Burun Dolgusu

Revizyon Burun Estetiği Ameliyatı Yerine Burun Dolgusu Ne Zaman Tercih Edilir?

Yakın zamanda yayınlanan bir kiatp bölümü olan “The Art of Camouflage: When Can a Revision Rhinoplasty Be Nonsurgical” isimli makalede revizyon burun estetiği ve dolgu ile revizyon burun estetiği hakkında aşağıdaki kısa bilgilere yer verildi:

“Rinoplasti ameliyatlarının % 5-20 arası revizyon oranlarına sahip olduğu bilinmektedir. Cerrahi revizyonlar anestezi ve skarlaşma riskini içerir.  Revizyon burun cerrahisi göz önüne alındığında hastalara cerrahi olmayan alternatifler sunabilir. Enjeksiyonlar, ameliyat için çok küçük ancak hastaya rahatsızlık veren asimetriyi iyileştirme / simetrikleştirme / deformitelerin kamuflajını sağlamak için yapılabilir. Enjeksiyonlar farklı dolgu malzemeleri kullanılarak yapılabilir, ancak bu tedaviler aynı zamanda doğal riskler de taşımaktadır”.

Buru dolgusu uygulaması, burun estetiği ameliyatlarının tüm sonuçlarını sağlayamasa da; ofis şartlarında yapılabilmesi, hastaların anestezi almaması, çok uygun fiyatlı olması, cerrahi risklerden kaçınılması gibi birçok avantajı mevcuttur.

Burun dolgusu ile burundaki tüm deformitelerin giderilmesi mümkün değildir. Ancak yukarıdaki makalede vurgulandığı gibi, “muhteşem bir burun elde edilmesi” yerine “çok daha güzel görünen bir burun elde edilmesi” amaçlanılarak mevcut sorunlu alanlara dolgu enjeksiyonu yapılabilmektedir. Ameliyat dışı burun şekillendirme yöntemi olarak belki en sık yapılan işlem olan “dolgu ile burun estetiği”, önceden ameliyat yapılmış ve estetik kusurları bulunan burunlarda, ameliyat dışında hastalara seçenek sunulmasını sağlamaktadır. Özellikle burun dolgusu için kullanılan en eski ve belki en çok araştırma yapılmış olan “hiyalüronik asit – HA” içeren dolgulşarın tekrarlayan uygulamalarında sonra çok daha iyi sonular elde edilebilmektedir.

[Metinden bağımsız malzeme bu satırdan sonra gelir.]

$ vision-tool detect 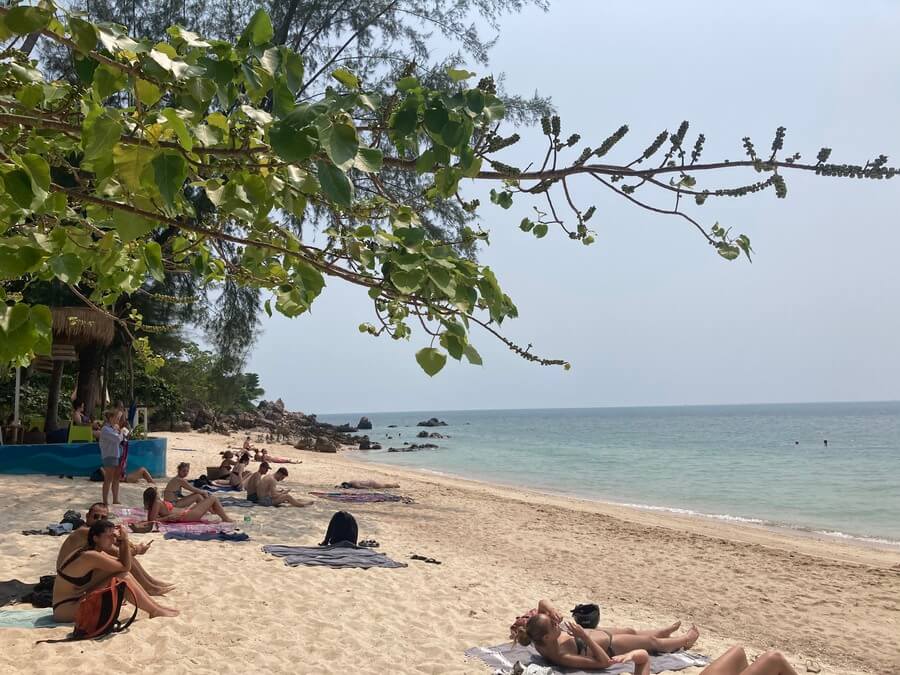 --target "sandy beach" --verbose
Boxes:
[0,433,900,675]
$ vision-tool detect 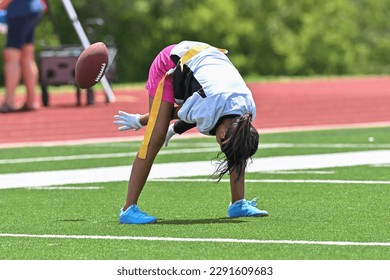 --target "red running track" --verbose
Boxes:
[0,77,390,146]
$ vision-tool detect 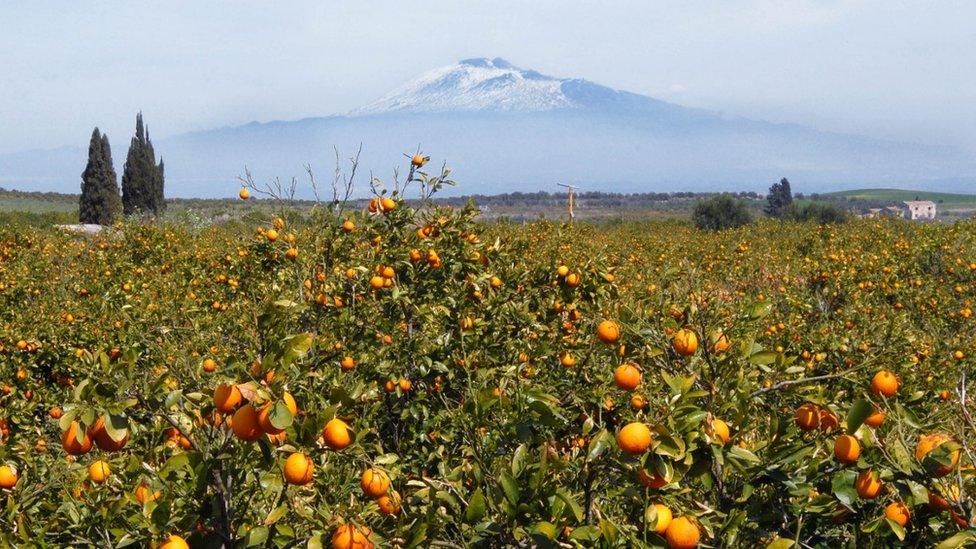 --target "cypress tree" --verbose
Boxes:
[78,128,122,225]
[122,112,166,215]
[766,177,793,217]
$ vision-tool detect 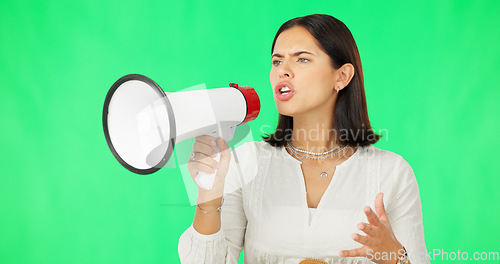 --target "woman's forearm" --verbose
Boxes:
[193,191,222,235]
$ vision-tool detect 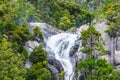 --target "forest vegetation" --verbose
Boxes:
[0,0,120,80]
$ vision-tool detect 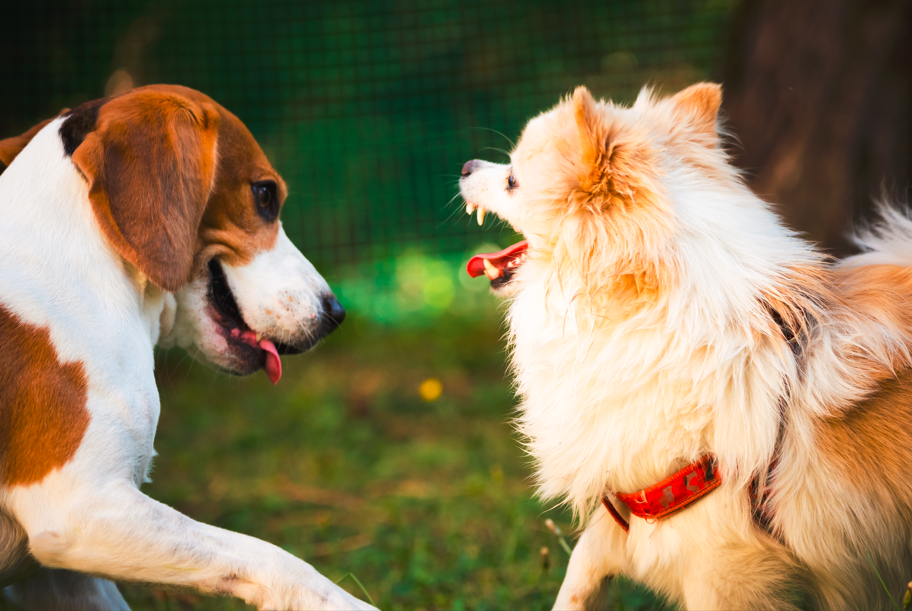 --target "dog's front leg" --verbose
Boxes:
[16,480,373,609]
[554,512,627,611]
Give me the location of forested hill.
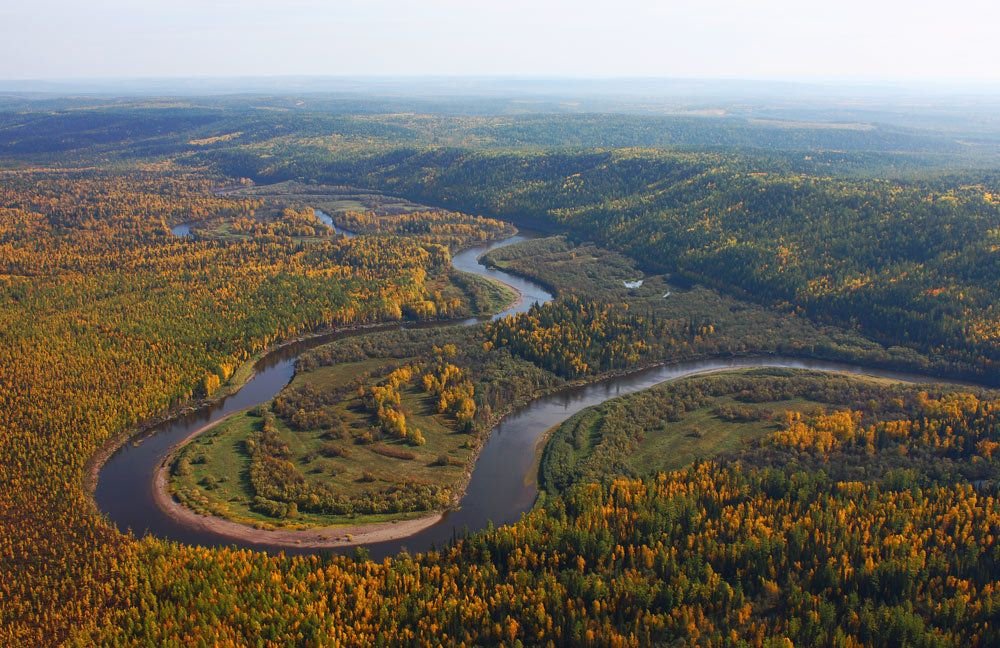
[203,148,1000,380]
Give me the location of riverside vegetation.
[0,104,1000,646]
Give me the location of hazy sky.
[0,0,1000,81]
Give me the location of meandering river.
[95,221,960,558]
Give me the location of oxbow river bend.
[95,221,956,558]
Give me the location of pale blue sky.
[0,0,1000,82]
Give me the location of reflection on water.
[95,223,964,558]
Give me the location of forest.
[0,99,1000,646]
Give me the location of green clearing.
[540,369,914,491]
[170,360,471,526]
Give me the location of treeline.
[0,164,516,645]
[540,369,1000,492]
[484,297,714,378]
[333,210,517,251]
[221,144,1000,379]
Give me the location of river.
[95,223,956,558]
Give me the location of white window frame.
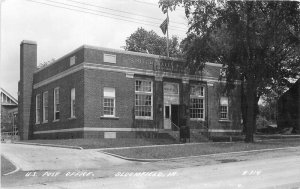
[70,88,76,118]
[189,84,206,121]
[53,87,60,121]
[35,94,41,124]
[103,87,116,117]
[70,56,76,66]
[220,97,229,120]
[134,79,153,120]
[43,91,49,123]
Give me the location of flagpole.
[167,9,170,57]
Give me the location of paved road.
[1,144,300,189]
[4,156,300,189]
[1,143,131,171]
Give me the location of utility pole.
[167,9,170,57]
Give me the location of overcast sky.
[0,0,187,98]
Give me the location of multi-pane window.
[53,88,60,120]
[190,85,205,119]
[103,87,116,117]
[220,97,228,119]
[71,88,76,117]
[135,80,153,119]
[35,94,41,123]
[43,91,48,122]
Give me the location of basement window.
[103,54,117,64]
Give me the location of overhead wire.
[65,0,185,25]
[27,0,186,31]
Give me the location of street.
[1,144,300,189]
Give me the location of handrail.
[171,121,180,131]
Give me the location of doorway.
[171,104,179,130]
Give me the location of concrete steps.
[190,129,209,142]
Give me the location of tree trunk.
[244,83,257,142]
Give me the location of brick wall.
[18,41,37,140]
[31,70,84,138]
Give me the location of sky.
[0,0,187,99]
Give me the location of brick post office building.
[19,41,241,139]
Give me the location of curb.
[100,146,300,162]
[11,141,83,150]
[96,142,234,151]
[100,151,161,162]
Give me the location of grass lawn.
[104,139,300,159]
[20,138,179,149]
[1,156,16,175]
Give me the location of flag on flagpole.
[159,17,169,35]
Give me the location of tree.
[124,28,182,57]
[159,0,300,142]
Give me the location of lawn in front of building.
[104,139,300,159]
[20,138,179,149]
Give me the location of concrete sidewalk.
[1,143,132,171]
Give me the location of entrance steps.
[158,129,210,142]
[158,129,179,141]
[190,129,209,142]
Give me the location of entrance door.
[171,104,179,130]
[164,82,179,129]
[164,105,171,129]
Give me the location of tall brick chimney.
[18,40,37,140]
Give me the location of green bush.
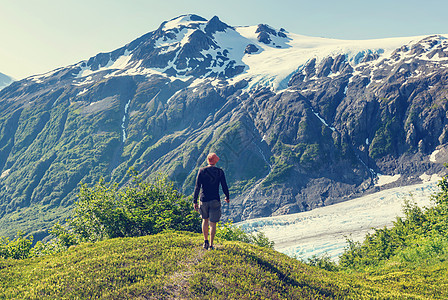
[0,232,33,259]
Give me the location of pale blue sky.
[0,0,448,79]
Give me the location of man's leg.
[210,222,216,247]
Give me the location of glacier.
[235,175,440,261]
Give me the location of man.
[193,153,230,250]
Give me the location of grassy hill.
[0,232,448,299]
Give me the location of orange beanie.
[207,153,219,165]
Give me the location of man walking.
[193,153,230,250]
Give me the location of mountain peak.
[160,14,207,31]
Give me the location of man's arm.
[221,171,230,203]
[193,170,201,204]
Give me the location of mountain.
[0,73,14,90]
[0,15,448,235]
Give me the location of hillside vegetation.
[0,232,448,299]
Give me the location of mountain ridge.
[0,15,448,235]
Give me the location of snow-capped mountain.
[0,73,14,90]
[0,15,448,238]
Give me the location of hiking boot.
[203,240,209,250]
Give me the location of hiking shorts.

Dolgu maddeleri olarak bilinen enjekte edilebilir hidrojeller, yüzün şekillendirilmesi veya yüzdeki yaşlanma belirtilerini tedavi etmek için, örneğin yüzeyel kırışıklıkları düzeltmek veya yüzün bazı kısımlarını yeniden modellemek suretiyle yaşa bağlı atrofi ve pitozu palyat etmek için estetik tıpta yaygın olarak kullanılmaktadır. Halihazırda, HA dolgu maddeleri farklı amaçlar ve sıkılık ve partikül büyüklüğü gibi değişen jel özelliklerine sahip bulunmaktadır. Bu enjekte edilebilir hidrojellerin arasında, hiyalüronik asit (HA) dolgu maddeleri dominant ve tartışmasız bir konuma sahiptir. HA tedavilerindeki artan ilgi ve dünya çapındaki pazardaki mevcut HA dolgu maddelerinin sayısının artmasıyla, estetik sonuçları ve güvenliği optimize etmek için tıp camiasının bu ürünlerin arkasındaki bilimi daha iyi anlaması için güçlü bir talep var. Mevcut HA dolgular, farklı üretim teknolojileri, farklı HA konsantrasyonları, farklı çapraz bağlı üç boyutlu ağ yapıları, lifli HA ağlarının farklı gözenek boyutu dağılımları ve farklı birleşim seviyeleri ile tasarlanmıştır.

Etkili ve kalıcı kullanım için, tüm hiyalüronik asit (HA) dolgu maddeleri, endojen hiyalüronidaz etkisine karşı daha yüksek direnç sağlamak üzere çapraz bağlama yoluyla HA modifiye edilmiştir. HA’nın hızlı bozunmasını önlemeye ek olarak, kullanılan tescilli çapraz bağlama tekniği, HA’yı spesifik reolojik özellikler ile sağlar ve farklı tedavi endikasyonları ve enjeksiyon derinlikleri için uygunluğunu etkiler.